Il est interdit de révéler les secrets de la Tora à tous  les publics. Léon de Modène l’interdisait dans ses Hayyé Yehuda. Mais les partisans de la kabbale passèrent outre.

La kabbale est une science trop ténue, trop mystérieuse pour qu’on puisse s’en occuper sans danger pour soi-même et pour les autres.

Le Talmud interdit que l’on surévalue la tradition orale par rapport à la tradition écrite.  Or, le Zohar et la kabbale font partie de la tradition orale.

 L’impression du Zohar pourrait se solder par un nouvel autodafé, semblable à celui de 1553 qui avait touché le talmud. Et un Zohar imprimé pourrait connaître le même sort.

 La spiritualisation, l’abstraction, voire la vaporisation (Verflüchtigung) du judaïsme ne doivent pas être placées au cœur de la vie religieuse juive.

 Les kabbalistes font pire que les Chrétiens : ces derniers ont adopté une croyance trinitaire tandis que les autres ont mis au centre de leur croyance une doctrine séfirotique décennaire…[12]

 

De nos jours, il convient aussi de citer l’œuvre monumentale d’un grand savant, feu le Grand Rabbin de Genève Alexandre Safran qui consacré à la kabbale le meilleur de ses jours et de ses veilles. Les bibliographies de son ouvrage sur la question sont écrasantes d’érudition. Il met plus l’accent sur l’esprit de la kabbale que sur la recherche historique. Un autre savant, feu le professeur Baruck Kurzweil avait décoché une flèche puissante contre Gershom Scholem et son œuvre scientifique : G. Schoelm connaît bien la kabbale, mais il ne la comprend pas…

 

On peut accepter ce jugement, contestable, de la part d’un savant authentique, mais pas d’ignorants ni de demi savants

 

Maurice-Ruben HAYOUN (hayounmauriceruben@gmail.com)

 

 

 

 

 

[1]  Terme araméen désignant une mishna restée à l’extérieur, donc non canonique.

[2]  Voir  Strack-Stemberger-Hayoun, Introduction au talmud et au midrash Cerf, 1986, p 308s.

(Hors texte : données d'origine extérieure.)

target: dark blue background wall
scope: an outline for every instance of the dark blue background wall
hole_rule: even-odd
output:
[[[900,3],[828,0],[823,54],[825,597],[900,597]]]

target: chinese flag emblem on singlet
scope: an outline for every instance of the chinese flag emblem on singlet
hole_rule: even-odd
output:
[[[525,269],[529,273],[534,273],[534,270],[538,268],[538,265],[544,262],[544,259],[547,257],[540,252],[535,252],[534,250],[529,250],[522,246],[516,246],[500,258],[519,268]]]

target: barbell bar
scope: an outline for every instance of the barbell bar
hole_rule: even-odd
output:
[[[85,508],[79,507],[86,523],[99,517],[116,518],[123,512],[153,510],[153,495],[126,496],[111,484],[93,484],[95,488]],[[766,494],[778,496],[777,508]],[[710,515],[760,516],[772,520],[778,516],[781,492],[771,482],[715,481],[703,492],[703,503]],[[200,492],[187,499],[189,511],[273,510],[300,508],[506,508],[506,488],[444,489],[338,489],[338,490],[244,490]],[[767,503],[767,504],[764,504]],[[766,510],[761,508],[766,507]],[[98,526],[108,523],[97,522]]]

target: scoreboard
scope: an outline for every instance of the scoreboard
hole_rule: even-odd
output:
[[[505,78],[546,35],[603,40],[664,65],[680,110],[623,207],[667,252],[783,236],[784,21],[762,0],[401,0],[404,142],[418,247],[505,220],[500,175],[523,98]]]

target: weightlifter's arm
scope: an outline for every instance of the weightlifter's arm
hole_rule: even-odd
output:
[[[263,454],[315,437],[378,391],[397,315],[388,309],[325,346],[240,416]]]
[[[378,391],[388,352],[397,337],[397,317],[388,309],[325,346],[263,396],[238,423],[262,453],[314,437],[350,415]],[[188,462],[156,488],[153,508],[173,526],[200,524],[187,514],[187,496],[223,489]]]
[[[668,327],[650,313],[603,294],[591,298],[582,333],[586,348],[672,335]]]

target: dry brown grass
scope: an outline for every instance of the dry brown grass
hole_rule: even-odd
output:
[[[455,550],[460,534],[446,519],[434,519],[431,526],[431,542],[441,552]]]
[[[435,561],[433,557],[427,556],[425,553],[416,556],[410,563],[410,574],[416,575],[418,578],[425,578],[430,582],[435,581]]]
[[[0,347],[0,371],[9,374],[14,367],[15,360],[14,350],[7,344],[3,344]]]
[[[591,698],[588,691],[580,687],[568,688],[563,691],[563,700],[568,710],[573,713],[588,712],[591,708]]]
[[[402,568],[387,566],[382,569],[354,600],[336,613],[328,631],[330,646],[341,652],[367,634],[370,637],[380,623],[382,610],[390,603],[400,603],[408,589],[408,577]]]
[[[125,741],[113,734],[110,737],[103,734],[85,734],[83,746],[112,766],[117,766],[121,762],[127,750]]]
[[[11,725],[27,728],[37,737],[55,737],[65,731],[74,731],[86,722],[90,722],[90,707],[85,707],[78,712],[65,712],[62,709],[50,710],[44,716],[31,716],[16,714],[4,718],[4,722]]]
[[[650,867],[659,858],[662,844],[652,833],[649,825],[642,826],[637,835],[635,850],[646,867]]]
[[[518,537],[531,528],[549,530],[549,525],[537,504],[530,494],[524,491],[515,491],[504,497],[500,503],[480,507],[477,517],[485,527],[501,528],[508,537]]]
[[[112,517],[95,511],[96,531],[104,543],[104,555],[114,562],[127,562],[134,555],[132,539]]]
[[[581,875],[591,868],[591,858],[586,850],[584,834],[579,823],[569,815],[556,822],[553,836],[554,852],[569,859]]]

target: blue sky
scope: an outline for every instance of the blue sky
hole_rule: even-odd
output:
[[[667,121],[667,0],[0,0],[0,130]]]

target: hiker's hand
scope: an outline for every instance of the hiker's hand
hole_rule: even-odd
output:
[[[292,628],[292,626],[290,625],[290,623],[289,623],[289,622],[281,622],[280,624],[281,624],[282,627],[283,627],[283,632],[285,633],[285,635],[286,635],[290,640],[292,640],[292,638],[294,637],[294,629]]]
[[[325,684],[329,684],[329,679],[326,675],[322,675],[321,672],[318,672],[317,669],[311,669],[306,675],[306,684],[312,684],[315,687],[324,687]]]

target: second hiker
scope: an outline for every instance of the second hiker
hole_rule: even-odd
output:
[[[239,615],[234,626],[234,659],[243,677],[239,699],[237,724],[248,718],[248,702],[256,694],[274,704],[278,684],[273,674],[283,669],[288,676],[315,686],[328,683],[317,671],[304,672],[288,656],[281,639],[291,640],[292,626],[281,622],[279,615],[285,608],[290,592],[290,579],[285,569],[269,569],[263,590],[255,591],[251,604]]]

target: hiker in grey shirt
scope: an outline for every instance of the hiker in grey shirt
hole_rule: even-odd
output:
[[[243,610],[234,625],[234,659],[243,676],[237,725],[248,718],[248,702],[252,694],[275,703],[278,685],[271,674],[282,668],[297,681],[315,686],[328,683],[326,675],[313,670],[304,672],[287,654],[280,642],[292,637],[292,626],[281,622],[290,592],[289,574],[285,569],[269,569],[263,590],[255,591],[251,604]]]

Le Talmud confirme cette paternité littéraire.

 

 

[5]   Salomon Maimon, Histoire de ma vie. traduit de l’allemand avec une introduction et des notes par Maurice-R. Hayoun. Paris, Berg International, 1983. Réédition à Universpoche, Agora, 2011.

[6]  Cf. Maurice-R. Hayoun, La science du judaïsme (Die Wissenschaft des Judentums) PUF, QSJ ?, 1995. Cet ouvrage contient une discussion approfondie des relations entre la kabbale et les coryphées de cette science moderne.

[7]  On  lira la note  en hébreu de M. Idel, A propos d’Aharon (Adolphe) Jellinek in Peamim 100, 2005, p 14s.

[8]  On lui doit aussi un élégant résumé sur la question :  Geschichte der Entwickelung der Kabbala und jüdischen Religionsphilosophie kurz zusammengefasst. Sigmund Mayer Verlag, 1894.

[9]  Nous reviendrons sur cette position anti-kabbalistique .

[10] Au cours de ce même XIXe siècle les adversaires de la kabbale ne désarmèrent pas: on a vu comment Isaac Samuel Reggio, l'éditeur moderne de l’Examen de la religion de Delmédigo (Vienne, 1833) parlait du Zohar et de la kabbale en reprenant les arguments d'Emden. En 1852 un autre érudit, Samuel David Luzatto écrivit un livre contre la kabbale et le Zohar. Il est vrai, aussi, qu’il fut précédé par un homonyme, Moshé Hayyim Luzatto lequel avait rédigé un plaidoyer en faveur de la littérature kabbalistique...

 

[11]  Dans son bel article (Philosophy and kabbalah in Wissenschaft des Judentums : rethinking the narrative of neglect)   2001, pp 56-71, David N. Myers parle même de critiques venimeuses… (p 69).

[12]  G. Scholem, Réshit ha-Qabbala, pp 173-175.